Unique Troubles textbook published for pupils

Thursday, July 05, 2007

Belfast Telegraph
By Lisa Smyth

A textbook on The Troubles designed for Northern Ireland pupils - believed to be the first of its kind - has been published.

Aimed at pupils aged 13 and 14 who are studying at Key Stage Three level, it is hoped the book Troubled Images will be employed by teachers in secondary schools throughout the province from September.

Based around the Linen Hall Library's world-famous Northern Ireland political collection, the textbook aims to challenge pupils to examine the province's bloody history from a variety of perspectives.

Its author, Dr Gordon Gillespie, a lecturer at Queen's University's Institute of Irish Studies, said that, by undertaking the project, he intended to produce a politically neutral resource for pupils which would help them learn about The Troubles.
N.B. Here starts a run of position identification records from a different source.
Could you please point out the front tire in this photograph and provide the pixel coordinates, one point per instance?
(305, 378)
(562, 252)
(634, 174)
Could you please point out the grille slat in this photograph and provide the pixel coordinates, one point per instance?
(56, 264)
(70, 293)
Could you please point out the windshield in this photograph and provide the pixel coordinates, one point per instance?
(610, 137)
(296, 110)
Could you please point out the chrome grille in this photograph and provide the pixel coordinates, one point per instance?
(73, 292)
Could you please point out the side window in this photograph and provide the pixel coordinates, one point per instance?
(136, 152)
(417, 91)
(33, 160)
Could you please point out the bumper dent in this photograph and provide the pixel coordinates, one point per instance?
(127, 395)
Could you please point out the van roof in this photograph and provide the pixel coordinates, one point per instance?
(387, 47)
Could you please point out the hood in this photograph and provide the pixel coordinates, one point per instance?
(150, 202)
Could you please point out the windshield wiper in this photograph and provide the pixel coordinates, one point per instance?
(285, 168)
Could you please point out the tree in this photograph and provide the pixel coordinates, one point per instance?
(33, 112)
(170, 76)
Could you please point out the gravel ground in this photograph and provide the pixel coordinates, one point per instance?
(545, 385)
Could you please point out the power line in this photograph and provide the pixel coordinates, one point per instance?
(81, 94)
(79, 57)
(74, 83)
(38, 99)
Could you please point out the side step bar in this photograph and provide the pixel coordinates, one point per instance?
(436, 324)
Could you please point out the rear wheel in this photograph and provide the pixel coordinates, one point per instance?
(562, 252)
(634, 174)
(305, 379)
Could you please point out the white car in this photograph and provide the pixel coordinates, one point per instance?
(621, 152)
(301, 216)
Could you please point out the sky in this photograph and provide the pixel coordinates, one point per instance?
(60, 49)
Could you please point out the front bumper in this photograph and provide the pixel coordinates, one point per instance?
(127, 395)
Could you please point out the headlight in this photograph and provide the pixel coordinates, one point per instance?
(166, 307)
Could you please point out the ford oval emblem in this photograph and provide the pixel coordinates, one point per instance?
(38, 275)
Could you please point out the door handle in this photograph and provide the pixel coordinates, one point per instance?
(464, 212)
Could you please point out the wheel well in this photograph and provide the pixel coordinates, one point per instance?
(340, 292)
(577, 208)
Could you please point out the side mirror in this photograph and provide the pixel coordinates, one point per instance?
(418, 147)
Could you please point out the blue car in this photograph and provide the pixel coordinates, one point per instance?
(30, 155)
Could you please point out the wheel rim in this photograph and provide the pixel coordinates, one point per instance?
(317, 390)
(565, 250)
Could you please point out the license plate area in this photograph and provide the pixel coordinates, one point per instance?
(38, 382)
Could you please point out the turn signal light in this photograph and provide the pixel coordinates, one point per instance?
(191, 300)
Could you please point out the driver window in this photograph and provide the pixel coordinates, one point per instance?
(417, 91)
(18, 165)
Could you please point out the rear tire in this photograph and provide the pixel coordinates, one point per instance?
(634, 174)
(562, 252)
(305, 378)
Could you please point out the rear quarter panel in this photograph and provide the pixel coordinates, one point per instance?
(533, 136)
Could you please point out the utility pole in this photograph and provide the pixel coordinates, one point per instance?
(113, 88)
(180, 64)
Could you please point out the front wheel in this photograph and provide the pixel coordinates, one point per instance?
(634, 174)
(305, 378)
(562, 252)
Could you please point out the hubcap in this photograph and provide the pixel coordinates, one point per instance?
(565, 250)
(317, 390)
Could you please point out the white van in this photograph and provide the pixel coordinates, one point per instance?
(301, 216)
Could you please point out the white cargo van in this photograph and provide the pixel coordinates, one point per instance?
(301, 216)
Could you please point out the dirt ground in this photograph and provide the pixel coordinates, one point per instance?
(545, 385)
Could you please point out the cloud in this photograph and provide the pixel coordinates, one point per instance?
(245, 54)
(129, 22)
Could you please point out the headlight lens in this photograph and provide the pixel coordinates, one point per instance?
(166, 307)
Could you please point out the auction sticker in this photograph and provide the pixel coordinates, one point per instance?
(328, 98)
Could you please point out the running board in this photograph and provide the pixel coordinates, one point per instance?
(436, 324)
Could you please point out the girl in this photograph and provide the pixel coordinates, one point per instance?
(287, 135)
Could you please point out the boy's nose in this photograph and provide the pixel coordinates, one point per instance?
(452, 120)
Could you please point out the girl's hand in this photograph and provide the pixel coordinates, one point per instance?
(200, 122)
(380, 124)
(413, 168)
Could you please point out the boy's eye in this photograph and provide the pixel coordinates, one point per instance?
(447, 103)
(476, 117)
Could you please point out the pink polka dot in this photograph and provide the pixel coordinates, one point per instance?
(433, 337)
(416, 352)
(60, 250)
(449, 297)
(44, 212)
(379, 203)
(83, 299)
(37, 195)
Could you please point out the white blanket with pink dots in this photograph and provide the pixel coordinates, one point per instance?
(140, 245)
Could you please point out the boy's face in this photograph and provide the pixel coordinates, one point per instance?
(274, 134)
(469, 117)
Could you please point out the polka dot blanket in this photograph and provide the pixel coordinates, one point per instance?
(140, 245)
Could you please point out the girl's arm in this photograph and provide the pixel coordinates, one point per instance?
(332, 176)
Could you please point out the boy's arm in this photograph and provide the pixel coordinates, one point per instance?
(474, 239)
"From next term, students will have to learn about The Troubles and I think I have produced a textbook that will help them do this while at the same time invite them to consider events and the history of Northern Ireland from a perspective which may be different from their own," he said.

"I spent about a year compiling it. The book starts in 1968 and, although I wasn't originally meant to, I decided to run it onto the formation of the new Executive in May 2007. There was just so much happening at the time that I thought it would be wrong not to include it in the book.

"Even now when I am lecturing students at Queen's, the first thing many of them remember is the Good Friday Agreement, so to the pupils using this textbook, most of the subject matter will be new to them."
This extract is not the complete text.